The bulb filament still looked intact. Was going to just look and find a new bulb. But before I do is there a way to test the current bulb? It looks like it is all built into the other part of the harness that goes into that.
Check for continuity through the element.
Or just use the big light in the sky.
Jumper wires to a battery to test.
Just learning how to use a meter, but I don’t think mine checks for continuity.
So I think maybe I will try the jumper wire.
I also searched for the bulbs online but couldn’t really find them. I just kept turning up car fog light bulbs which here different. Any body know another name to search.

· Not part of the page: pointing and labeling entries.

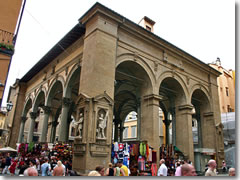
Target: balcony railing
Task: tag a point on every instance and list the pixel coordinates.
(6, 42)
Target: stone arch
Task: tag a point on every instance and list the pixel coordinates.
(203, 89)
(27, 106)
(74, 76)
(179, 79)
(55, 84)
(39, 100)
(140, 61)
(203, 114)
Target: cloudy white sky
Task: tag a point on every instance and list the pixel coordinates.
(203, 28)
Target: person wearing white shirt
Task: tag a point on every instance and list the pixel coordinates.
(162, 171)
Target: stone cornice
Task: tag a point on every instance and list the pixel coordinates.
(207, 114)
(185, 107)
(153, 96)
(142, 33)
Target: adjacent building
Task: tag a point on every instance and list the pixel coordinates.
(226, 90)
(104, 68)
(9, 25)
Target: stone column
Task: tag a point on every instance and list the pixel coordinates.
(121, 131)
(149, 130)
(33, 116)
(63, 136)
(116, 130)
(139, 120)
(53, 131)
(184, 138)
(47, 111)
(21, 130)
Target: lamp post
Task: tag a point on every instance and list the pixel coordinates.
(9, 106)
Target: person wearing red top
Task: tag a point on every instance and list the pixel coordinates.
(13, 167)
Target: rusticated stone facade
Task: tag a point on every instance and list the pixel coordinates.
(112, 66)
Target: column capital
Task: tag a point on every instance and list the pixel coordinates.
(23, 118)
(33, 115)
(207, 114)
(153, 96)
(55, 123)
(185, 107)
(66, 101)
(47, 109)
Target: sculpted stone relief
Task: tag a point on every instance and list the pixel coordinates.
(79, 124)
(101, 124)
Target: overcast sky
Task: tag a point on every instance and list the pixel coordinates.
(203, 28)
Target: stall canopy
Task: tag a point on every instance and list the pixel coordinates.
(7, 149)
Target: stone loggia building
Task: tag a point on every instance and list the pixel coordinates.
(104, 68)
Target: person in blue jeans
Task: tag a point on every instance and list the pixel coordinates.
(45, 167)
(8, 163)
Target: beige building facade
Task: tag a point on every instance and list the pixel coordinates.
(226, 90)
(110, 67)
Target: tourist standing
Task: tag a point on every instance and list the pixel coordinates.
(188, 170)
(45, 167)
(162, 171)
(211, 168)
(124, 168)
(100, 170)
(178, 169)
(119, 170)
(231, 172)
(58, 170)
(7, 164)
(31, 171)
(110, 170)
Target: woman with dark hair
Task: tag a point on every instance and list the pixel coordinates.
(100, 170)
(111, 171)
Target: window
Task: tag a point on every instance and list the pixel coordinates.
(230, 109)
(134, 131)
(125, 133)
(36, 126)
(227, 91)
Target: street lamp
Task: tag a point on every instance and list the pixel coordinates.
(9, 106)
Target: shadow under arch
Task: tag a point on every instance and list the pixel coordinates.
(138, 60)
(72, 82)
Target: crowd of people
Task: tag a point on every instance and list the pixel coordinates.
(183, 168)
(43, 166)
(35, 166)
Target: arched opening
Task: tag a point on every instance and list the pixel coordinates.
(54, 101)
(201, 106)
(131, 83)
(173, 95)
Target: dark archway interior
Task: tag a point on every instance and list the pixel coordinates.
(131, 80)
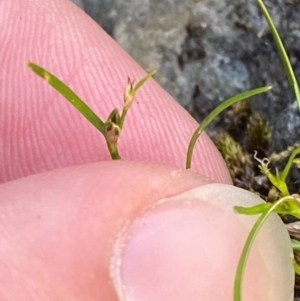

Not the thread I was expecting. Going to install a 12" LED light bar on the front of my dad's mower. We'll see how that goes
Somebeach said:
Just learning how to use a meter, but I don’t think mine checks for continuity.
A continuity test is simply measuring the resistance. The setting shown in your picture will work fine, measure the resistance across the two connections on the bulb - if it shows infinite resistance the filament is busted. If it's still intact it will read some low resistance value, probably a few ohms.
In reply to Somebeach :
The upside down horseshoe symbol is Ohms. All the white setting on the right side of your meter are for measuring continuity. Set it to 200 and touch the leads together and the meter should go to 1. With the leads separate, it should go to 0. Any number between those is some level of resistance. A filament in a light bulb will show some level of resistance greater than zero, but less than 1, unless it's damaged. If the meter shows 0 then the filament is broken.
Can you plug it into the other side and see if it works?
In reply to Toyman01 :
Small correction: it should not go to zero with the leads separated or on a bad bulb. It should go to “infinite” resistance where the display might have dashes or “out of range” on it.
In reply to dculberson :
I have a old Radio Shack meter that goes to 0000, but it's damn near an antique. My Fluke reads 0L. As you say, out of range.
MazdaFace said:
Not the thread I was expecting. Going to install a 12" LED light bar on the front of my dad's mower. We'll see how that goes
I think that is the way to go. Those light bars a really cheap
In reply to Toyman01 :
In reply to stuart in mn :
Thanks guys that makes since. When I googled it it showed some that had a special spot for continuity, that a tone sounded if it had continuity.
I will test for the resistance tonight.
tomtomgt356 said:
Can you plug it into the other side and see if it works?
I tried this. Doesn’t work in the other one either. I was just going to double check that it is the bulb, and not a further wiring issue.
If I could just find a cheap replacement bulb I would just buy it.